Brésil : Marina Silva, une écologiste aux portes du pouvoir

La présidentielle brésilienne est marquée par la popularité d’une candidate atypique issue d’une famille amazonienne pauvre. Prônant la rupture, elle peut empêcher la réélection de Dilma Rousseff.

Patrick Piro  • 2 octobre 2014 abonné·es
Brésil : Marina Silva, une écologiste aux portes du pouvoir
© Photo : Tiago Mazza Chiaravalloti/NurPhoto

Elle possède une chance réelle d’enlever la présidence le 26 octobre, et la perspective tient en haleine tout le Brésil, où le taux de participation au premier tour du scrutin, le 5 octobre, devrait battre des records. Une telle hypothèse n’existait même pas il y a un mois et demi. Depuis son irruption théâtrale dans la campagne, l’écologiste Marina Silva est installée à la deuxième place des sondages. Jusqu’à mi-septembre, ils la donnaient même gagnante au second tour face à la présidente sortante, Dilma Rousseff, jusqu’alors presque assurée de sa réélection.

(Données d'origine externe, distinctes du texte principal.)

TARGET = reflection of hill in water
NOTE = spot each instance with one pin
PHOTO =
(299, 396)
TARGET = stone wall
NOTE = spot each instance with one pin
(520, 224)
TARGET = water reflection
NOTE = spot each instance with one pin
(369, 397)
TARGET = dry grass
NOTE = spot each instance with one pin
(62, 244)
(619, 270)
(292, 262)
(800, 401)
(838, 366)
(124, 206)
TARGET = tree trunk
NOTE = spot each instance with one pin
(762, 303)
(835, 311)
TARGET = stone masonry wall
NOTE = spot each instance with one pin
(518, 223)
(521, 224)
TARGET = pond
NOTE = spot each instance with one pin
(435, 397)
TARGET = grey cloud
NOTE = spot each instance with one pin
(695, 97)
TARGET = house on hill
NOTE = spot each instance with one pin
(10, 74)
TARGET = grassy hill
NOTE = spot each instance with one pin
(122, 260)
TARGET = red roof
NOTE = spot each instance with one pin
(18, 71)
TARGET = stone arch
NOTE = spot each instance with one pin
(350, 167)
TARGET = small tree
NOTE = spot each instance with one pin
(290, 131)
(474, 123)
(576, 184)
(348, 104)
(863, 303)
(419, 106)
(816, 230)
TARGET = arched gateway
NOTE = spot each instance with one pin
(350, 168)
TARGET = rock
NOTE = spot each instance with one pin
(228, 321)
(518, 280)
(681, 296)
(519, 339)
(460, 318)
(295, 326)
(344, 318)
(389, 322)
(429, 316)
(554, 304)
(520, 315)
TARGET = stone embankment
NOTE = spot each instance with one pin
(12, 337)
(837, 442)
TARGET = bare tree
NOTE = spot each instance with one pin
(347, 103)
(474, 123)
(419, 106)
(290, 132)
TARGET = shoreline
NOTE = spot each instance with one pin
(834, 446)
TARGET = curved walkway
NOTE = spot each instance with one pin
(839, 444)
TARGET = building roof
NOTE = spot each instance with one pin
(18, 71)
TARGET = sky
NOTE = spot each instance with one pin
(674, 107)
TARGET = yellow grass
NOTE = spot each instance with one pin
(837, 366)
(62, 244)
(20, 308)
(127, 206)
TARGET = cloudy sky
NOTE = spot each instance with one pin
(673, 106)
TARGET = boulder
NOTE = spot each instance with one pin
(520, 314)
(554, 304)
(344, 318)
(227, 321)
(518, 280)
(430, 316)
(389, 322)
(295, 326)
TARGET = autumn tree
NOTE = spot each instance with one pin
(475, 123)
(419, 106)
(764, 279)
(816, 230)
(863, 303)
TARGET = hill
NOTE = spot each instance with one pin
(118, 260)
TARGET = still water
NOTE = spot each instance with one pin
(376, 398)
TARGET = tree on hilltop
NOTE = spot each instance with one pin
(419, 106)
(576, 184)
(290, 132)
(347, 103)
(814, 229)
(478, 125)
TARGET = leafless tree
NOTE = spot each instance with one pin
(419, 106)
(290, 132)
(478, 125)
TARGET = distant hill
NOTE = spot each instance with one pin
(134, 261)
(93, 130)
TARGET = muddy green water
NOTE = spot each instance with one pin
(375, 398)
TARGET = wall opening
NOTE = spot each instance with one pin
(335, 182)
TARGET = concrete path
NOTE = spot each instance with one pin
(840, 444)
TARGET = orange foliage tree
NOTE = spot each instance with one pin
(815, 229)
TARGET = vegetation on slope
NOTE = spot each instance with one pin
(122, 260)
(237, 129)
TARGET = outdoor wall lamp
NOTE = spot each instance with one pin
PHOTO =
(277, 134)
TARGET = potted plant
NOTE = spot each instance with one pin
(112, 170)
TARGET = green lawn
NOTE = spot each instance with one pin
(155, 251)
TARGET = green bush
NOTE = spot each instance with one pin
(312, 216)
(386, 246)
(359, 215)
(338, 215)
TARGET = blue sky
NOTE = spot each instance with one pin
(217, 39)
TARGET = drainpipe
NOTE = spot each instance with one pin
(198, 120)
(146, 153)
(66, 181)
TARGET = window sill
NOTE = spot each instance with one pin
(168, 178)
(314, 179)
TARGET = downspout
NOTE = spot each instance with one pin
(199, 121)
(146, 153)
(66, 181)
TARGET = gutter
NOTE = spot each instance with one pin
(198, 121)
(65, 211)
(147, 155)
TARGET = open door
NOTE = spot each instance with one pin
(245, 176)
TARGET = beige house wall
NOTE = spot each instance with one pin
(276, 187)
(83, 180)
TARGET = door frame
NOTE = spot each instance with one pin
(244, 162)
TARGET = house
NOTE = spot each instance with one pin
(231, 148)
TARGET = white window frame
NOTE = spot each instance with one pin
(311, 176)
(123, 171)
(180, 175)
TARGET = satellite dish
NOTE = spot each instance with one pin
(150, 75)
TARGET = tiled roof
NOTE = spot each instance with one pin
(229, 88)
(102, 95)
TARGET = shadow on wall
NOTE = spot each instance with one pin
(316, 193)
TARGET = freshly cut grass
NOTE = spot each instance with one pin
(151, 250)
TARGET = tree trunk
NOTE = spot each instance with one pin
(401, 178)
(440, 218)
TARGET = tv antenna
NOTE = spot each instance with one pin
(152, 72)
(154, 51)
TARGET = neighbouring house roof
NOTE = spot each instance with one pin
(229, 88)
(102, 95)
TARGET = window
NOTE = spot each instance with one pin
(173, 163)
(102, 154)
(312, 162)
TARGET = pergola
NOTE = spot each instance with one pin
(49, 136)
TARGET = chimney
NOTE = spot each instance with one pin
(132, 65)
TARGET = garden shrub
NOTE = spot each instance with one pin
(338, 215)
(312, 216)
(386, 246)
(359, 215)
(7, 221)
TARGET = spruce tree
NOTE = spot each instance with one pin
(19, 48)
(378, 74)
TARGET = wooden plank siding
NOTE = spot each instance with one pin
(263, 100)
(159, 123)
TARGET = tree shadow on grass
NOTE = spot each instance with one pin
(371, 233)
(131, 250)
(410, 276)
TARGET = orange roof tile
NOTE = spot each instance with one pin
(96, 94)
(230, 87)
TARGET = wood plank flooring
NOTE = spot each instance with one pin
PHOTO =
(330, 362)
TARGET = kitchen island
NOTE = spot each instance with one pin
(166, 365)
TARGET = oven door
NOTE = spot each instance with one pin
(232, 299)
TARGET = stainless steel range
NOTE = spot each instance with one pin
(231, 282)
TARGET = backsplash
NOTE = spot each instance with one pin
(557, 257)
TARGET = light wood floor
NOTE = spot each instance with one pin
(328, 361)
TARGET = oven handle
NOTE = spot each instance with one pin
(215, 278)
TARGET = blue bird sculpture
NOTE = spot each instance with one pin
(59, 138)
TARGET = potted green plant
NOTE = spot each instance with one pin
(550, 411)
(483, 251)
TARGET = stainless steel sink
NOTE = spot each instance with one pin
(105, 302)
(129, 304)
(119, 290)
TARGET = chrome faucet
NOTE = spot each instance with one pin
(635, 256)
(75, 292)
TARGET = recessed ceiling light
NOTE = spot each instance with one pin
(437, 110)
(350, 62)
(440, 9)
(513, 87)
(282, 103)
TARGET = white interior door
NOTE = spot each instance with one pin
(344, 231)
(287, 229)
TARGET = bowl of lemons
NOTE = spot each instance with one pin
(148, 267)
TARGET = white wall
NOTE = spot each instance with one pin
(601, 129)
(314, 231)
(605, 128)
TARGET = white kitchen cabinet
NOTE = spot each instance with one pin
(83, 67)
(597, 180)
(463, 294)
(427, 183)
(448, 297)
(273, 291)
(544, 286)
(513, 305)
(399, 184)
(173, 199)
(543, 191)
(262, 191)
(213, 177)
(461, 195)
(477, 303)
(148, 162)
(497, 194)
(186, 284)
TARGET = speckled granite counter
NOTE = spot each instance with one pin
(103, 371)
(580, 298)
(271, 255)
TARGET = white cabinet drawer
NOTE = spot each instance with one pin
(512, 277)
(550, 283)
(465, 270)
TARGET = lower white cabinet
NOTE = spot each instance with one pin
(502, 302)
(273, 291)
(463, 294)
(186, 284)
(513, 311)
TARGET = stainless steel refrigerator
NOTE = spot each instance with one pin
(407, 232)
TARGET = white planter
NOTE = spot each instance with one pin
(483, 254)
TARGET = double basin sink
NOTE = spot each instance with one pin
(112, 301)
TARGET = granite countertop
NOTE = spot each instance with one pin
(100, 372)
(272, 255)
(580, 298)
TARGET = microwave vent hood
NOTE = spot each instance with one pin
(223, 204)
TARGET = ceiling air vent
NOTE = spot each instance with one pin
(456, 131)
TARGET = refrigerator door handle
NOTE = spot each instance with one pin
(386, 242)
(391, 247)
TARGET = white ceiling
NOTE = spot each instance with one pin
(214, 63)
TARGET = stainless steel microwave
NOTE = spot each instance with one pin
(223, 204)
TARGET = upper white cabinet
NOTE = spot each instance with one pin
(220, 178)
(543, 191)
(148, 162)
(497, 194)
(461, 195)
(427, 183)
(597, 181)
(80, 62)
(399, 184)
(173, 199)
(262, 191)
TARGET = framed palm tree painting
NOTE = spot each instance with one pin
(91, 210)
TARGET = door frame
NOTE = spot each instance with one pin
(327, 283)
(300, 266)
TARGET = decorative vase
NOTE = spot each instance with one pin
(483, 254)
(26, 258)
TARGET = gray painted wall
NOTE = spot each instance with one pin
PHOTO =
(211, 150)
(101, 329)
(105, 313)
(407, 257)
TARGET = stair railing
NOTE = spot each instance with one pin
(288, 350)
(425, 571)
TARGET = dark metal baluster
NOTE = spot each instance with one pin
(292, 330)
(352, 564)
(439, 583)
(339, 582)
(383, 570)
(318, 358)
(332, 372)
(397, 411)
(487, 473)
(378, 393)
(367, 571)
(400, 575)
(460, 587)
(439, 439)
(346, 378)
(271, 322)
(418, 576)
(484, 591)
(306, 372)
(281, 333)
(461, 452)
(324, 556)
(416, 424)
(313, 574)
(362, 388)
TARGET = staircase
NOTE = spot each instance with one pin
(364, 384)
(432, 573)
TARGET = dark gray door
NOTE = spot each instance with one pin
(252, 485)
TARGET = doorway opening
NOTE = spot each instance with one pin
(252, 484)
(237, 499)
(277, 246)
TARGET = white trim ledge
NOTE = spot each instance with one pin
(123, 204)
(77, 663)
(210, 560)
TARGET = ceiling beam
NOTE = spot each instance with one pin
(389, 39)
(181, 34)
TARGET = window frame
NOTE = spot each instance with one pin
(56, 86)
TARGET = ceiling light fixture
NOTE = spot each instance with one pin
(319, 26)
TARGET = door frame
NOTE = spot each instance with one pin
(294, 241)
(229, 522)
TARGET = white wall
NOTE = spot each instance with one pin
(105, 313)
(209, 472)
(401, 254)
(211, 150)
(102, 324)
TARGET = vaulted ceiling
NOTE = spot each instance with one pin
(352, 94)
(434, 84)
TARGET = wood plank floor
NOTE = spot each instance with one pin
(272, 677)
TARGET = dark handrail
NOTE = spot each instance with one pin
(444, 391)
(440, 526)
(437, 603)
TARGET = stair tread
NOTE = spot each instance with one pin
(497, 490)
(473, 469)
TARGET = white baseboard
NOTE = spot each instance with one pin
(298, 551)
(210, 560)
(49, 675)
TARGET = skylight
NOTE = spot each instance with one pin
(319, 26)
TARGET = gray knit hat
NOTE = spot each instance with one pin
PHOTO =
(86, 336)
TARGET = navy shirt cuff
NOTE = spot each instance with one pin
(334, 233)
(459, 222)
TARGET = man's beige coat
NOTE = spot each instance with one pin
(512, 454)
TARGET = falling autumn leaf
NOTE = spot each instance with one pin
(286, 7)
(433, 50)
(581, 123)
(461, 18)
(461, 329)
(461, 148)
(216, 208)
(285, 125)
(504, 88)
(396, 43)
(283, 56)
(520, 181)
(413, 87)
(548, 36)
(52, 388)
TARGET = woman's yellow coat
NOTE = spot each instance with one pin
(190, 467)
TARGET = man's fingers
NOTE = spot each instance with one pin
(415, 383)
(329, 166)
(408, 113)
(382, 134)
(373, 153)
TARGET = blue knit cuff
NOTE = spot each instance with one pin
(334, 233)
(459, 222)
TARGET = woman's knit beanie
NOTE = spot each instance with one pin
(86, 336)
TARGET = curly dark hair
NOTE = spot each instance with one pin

Les commentateurs avouent leur fascination pour la pièce politique dont le pays a hérité par un coup du destin. Mi-août, Marina Silva était désignée dans l’urgence candidate du Parti socialiste du Brésil (PSB) pour prendre la relève d’Eduardo Campos, décédé le 13 août dans l’accident de son avion. Le chef de file du PSB, avec Marina Silva pour candidate à la vice-présidence, se prévalait de sondages encourageants avec son ambition de « changer la politique » au Brésil. Cependant, avec environ 10 % des intentions, il ne troublait pas le scénario classique de la présidentielle depuis deux décennies : l’affrontement final entre le Parti des travailleurs (PT, gauche), représenté par Dilma Rousseff, et le Parti de la social-démocratie brésilienne (PSDB), évincé du Planalto depuis la victoire historique de Lula en 2002 et qui compte sur le populaire sénateur Aécio Neves. Mais, dès son irruption, la tornade Marina supplantait ce dernier dans les sondages, désormais relégué dix points derrière. Aux yeux des Brésiliens, c’est bien elle qui incarne le changement, mais aussi le rêve. Atypique, l’écologiste n’est pourtant pas un météore du ciel politique brésilien, qui en voit régulièrement passer lors de la présidentielle. En 2010, à la surprise générale, son charisme l’avait portée en troisième position avec près de 20 % des votes au premier tour. Quand elle monte à la tribune, petite et frêle, Marina Silva semble un instant dominée par la scène. Puis sa voix s’élève, dans des aigus un peu désagréables, et elle magnétise son auditoire. La lumière agresse ses yeux, qu’elle cligne régulièrement, le regard un peu divergent. Son corps donne parfois des signes de fatigue, mais elle se ressaisit et poursuit, portée par une ténacité qui force l’admiration, puisant à une spiritualité assumée.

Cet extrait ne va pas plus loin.